Le 13 décembre, l'arrestation de Laval fait suite à six semaines de montée en puissance apparente, au sein du gouvernement de Vichy, de Laval et des forces les plus favorables à une guerre contre l'Angleterre ou, si on préfère, à une collaboration franche et massive. Hitler fait semblant de réclamer avec insistance une expédition contre le Tchad passé à de Gaulle et les prudents du cabinet, comme Peyrouton, finissent par se sentir obligés d'agir, contre Laval et quelques têtes brûlées militaires. Hitler, qui se pépare toutes voiles dehors à une agression vers l'est, n'a nulle envie de complications africaines qui ne pourraient que hâter l'intervention des Etats-Unis -mais intérêt à en faire planer une menace bien dosée. Et il provoque dans les ragns vichystes une heureuse décantation, lui permettant de mieux mesurer ce qu'il peut attendre de chacun -et de mieux compromettre, finalement, ceux qui tout en ayant menacé la liberté et la vie même de Laval, ne rompent pas avec lui (Hitler) et seront obligés de le (Laval) trouver de nouveau fréquentable un an plus tard.

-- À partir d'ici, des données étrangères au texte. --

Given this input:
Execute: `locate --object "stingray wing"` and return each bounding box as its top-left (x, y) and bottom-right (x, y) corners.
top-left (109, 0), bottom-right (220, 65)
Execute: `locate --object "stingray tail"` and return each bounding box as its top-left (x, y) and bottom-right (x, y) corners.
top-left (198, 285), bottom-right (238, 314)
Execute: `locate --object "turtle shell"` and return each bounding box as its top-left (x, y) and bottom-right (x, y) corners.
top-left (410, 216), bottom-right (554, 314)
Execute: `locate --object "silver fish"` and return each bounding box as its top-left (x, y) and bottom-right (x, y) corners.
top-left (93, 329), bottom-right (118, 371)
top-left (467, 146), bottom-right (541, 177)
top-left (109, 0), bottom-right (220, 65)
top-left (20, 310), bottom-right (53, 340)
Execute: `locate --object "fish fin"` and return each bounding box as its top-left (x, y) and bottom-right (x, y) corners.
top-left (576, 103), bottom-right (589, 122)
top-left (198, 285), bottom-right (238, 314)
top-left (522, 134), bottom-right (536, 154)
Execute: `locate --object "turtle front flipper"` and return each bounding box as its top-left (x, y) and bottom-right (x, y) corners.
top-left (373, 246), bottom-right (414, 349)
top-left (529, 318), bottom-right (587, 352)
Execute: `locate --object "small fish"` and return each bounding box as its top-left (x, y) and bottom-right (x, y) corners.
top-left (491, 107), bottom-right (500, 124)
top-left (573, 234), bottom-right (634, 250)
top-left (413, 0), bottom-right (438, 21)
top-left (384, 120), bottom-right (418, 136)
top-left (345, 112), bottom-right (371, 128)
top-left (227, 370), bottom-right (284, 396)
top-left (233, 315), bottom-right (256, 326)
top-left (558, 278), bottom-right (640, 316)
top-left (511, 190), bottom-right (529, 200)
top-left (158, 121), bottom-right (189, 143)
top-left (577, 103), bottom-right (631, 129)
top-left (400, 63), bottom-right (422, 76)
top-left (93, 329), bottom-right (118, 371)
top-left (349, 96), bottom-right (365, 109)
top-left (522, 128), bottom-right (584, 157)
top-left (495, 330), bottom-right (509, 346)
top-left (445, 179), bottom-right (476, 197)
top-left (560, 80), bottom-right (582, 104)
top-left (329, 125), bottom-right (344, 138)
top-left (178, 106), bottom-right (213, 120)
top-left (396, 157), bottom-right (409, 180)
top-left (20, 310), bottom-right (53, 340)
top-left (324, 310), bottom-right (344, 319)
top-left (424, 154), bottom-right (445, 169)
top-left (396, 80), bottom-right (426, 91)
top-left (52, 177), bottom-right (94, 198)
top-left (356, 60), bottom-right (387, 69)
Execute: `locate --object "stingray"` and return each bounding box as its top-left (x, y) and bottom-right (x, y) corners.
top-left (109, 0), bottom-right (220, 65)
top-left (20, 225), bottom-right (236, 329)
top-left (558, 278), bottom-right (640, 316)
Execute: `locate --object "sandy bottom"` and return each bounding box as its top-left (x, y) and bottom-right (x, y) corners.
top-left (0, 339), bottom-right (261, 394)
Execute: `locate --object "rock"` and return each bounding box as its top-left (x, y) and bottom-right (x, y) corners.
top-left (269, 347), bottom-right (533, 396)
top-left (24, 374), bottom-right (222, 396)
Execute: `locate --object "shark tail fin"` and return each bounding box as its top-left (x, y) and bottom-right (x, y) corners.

Et maintenant, revenons aux moutons du jour, les Chamberlain, Daladier, Beck et consorts. Hitler est très informé, tout simplement parce que c'est un chef d'Etat compétent... ce qui veut dire, parce que nul ne sait tout et que rien ne change plus vite que les affaires urgentes d'un Etat, quelqu'un qui se forme en permanence, en sachant choisir ses experts. Déprenez-vous, si jamais elle vous prit, de la vision d'un Kershaw qui le traite de dilettante, et vous verrez apparaître quelqu'un dont les conseillers sont souvent plus forts que les ministres : dans le cas qui nous occupe, il faudrait se pencher sur le rôle de Walter Hewel, correspondant de Ribbentrop auprès de Hitler et l'un des grands diplomates de l'époque. Même chose pour Otto Dietrich, chef du service de presse du Führer -sinon que le ministre correspondant, Goebbels, a plus d'envergure que Ribbentrop. Voyez aussi le rôle de Hess, systématiquement minoré par les obervateurs pour cause de vol vers l'Ecosse : c'est donc qu'il était marginal ! Or c'est le chef du parti nazi, dont il soigne particulièrement la branche étrangère, ce qui en fait un bon connaisseur de l'opinion internationale.
Mais par dessus tout, Hitler est bien informé parce que les crises auxquelles il doit faire face il les crée lui-même, tel un laboratoire pharmaceutique qui répandrait un virus inconnu dont il a déjà le vaccin.